Budget 2021: Three New UK Immigration Routes
The Autumn Budget and Spending Review 2021, presented to the House Commons on 27 October 2021, focuses on highly-skilled migration to boost ‘innovation, jobs and competitiveness’ and to attract and retain inward investment. It references three visa routes to be launched in Spring 2022:
- High Potential Individual; and
- Global Business Mobility.
These three routes were referenced in the Department of Business, Energy and Industrial Strategy’s UK Innovation Strategy in July 2021.
The Scale-up route will allow individuals with a highly skilled job offer from a qualifying scale-up, to come to the UK and apply through a fast-track verification process. The Spring Budget 2021, initially stated that this route would be introduced in March 2022 under an ‘elite’ points based system. A ‘Scale-up’ must demonstrate at least a 20% annual average revenue or employment growth rate over a three year period, and have a minimum of 10 employees at the start of this period. The Autumn Budget stipulates that there will be a higher salary threshold of £33,000, which is higher than the £25,600 which ordinarily applies to Skilled Workers. Additionally, applicants will need to pass an English language proficiency requirement. It remains entirely unclear whether the fast-track will eliminate the need for ‘Scale-ups’ to go through the sponsor licence process. As with Skilled Worker migrants, Scale-up migrants will be able to work, switch jobs, switch employers, extend, and settle in the UK if they meet the relevant requirements.
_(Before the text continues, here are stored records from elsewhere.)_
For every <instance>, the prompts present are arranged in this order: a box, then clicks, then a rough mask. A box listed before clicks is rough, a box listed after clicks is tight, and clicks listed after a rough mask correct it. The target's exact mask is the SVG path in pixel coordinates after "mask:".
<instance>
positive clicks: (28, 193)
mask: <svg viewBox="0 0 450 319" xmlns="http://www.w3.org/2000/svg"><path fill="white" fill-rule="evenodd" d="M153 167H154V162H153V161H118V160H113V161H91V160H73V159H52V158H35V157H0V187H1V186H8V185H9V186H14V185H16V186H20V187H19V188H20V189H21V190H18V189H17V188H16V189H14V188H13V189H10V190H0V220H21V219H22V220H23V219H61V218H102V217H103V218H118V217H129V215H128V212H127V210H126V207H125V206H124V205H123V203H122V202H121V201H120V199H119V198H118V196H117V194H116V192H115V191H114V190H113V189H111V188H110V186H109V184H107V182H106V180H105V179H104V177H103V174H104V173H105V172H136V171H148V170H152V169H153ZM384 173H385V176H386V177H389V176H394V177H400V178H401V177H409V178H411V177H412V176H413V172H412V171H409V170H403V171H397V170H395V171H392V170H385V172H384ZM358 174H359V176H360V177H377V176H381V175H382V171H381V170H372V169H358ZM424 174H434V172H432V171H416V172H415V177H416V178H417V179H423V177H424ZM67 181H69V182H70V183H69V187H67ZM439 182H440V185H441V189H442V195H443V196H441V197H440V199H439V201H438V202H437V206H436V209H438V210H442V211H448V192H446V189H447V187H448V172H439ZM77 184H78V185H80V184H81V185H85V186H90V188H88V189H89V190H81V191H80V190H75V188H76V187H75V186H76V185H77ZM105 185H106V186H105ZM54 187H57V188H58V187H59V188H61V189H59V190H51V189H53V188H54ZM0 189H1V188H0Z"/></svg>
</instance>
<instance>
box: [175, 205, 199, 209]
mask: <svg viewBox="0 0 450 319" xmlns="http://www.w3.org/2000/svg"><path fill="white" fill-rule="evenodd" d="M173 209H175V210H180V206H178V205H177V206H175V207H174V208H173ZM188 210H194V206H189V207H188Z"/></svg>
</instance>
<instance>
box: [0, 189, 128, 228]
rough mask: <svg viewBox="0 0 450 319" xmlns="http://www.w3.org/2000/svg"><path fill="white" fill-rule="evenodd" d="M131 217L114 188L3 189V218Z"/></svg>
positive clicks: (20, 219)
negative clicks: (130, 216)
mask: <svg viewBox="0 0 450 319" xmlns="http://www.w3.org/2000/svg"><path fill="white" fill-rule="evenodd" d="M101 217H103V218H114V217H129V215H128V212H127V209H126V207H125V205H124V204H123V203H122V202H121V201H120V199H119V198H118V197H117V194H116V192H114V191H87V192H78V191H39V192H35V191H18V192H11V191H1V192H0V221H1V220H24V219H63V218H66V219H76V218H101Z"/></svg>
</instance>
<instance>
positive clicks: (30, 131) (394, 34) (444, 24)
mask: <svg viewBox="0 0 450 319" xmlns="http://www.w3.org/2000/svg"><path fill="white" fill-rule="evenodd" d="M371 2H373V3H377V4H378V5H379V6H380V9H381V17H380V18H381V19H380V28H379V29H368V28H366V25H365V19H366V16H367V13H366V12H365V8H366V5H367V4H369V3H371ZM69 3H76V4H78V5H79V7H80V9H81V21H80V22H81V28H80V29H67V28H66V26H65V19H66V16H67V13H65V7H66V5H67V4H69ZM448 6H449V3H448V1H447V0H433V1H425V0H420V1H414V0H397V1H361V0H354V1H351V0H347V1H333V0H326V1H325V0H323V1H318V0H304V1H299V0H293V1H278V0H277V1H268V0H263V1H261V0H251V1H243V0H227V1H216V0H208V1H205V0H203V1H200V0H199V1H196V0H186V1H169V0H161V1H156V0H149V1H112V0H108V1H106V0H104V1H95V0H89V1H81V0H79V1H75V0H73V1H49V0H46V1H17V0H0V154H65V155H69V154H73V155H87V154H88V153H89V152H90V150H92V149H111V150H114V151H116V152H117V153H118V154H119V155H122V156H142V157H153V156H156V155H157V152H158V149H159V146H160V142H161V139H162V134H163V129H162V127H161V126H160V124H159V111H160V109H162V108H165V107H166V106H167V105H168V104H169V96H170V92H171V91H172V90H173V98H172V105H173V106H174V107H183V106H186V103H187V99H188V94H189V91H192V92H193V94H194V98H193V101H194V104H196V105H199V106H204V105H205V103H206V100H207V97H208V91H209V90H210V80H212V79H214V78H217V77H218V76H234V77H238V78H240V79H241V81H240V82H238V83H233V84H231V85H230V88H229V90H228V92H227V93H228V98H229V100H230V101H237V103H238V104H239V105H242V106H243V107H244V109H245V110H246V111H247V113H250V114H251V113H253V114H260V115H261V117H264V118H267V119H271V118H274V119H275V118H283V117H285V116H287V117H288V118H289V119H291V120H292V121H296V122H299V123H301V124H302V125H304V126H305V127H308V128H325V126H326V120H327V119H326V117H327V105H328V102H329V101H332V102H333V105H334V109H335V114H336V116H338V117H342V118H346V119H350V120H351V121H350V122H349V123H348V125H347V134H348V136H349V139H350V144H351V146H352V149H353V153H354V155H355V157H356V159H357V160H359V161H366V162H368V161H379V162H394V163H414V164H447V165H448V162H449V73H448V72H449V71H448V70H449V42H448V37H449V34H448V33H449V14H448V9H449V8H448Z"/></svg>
High Potential Individual Route
The High Potential Individual route will allow ‘internationally mobile individuals’ who have graduated from a ‘top global university’ to come to the UK. There is yet to be a list published of these universities, or any indication as to whether it will be limited to graduation in particular subject areas such as STEM subjects. Apparently, other characteristics of ‘high potential’ may also be added. Unlike the Skilled Worker or Scale-up routes, High Potential Individuals will not require a job offer and UK employers will not need a sponsor licence to employ these individuals. Nevertheless, they will be a route to settlement.
Global Business Mobility Route
The Global Business Mobility route appears to amend the Intra Company Route, to consolidate it with the Representative of an Overseas Business route and some of the permitted activities of business visitors. This will accommodate expansion of overseas companies with no UK presence to send multiple workers to the UK; secondment of workers abroad to a UK business with whom they have a high value contract or investment; and to send employees, graduate trainees, and overseas employees to the UK entity of an overseas company. This new hybrid route will likely entail the use of the sponsor management system, which remains in dire need of reform to improve user experience and reduce delay.
The devil will be in the detail of these three routes, for which we await anxious publication of the Statement of Changes.
Global Talent Network
Additionally, the Global Talent Network will be launched in 2022 in the San Francisco Bay Area, Boston, and Bangalore. The network will work with businesses and research institutions to find and bring talented people to the UK to work in science and technology. This will run alongside DIT’s Global Entrepreneur Programme (which is an endorsing body for the Innovator route) to ‘bring an extra 100 innovative, highly skilled entrepreneurs to the UK each year’. All of this is done with the aim mentioned in the Chancellor of the Exchequer’s Financial Statement of making this country a science and technology ‘superpower’, with the Autumn Budget indicating these are to also encourage a ‘green industrial revolution’, inwards investment and economic growth.
Heavy Goods Vehicle (HGV) drivers
In passing, the budget notes the shortage of Heavy Goods Vehicle (HGV) drivers, which had fallen by 39,000 in the two-year period preceding June 2021. In terms of immigration, it notes that the government will issue ‘up to 5,000 short-term temporary visas for food and fuel haulage drivers to work in the UK’. This is 300 more than the figure listed on the Government’s website (published 7 October 2021) of 4,700 HGV food drivers who must apply by 1 December 2021, with temporary visas expiring on 28 February 2022, but matches the announcement on 28 September 2021 that ‘5,000 HGV drivers will be able to come to the UK for 3 months in the run-up to Christmas, providing short-term relief for the haulage industry’. In the face of shortages, no provision is made for increasing the number of drivers, or the length of these visas.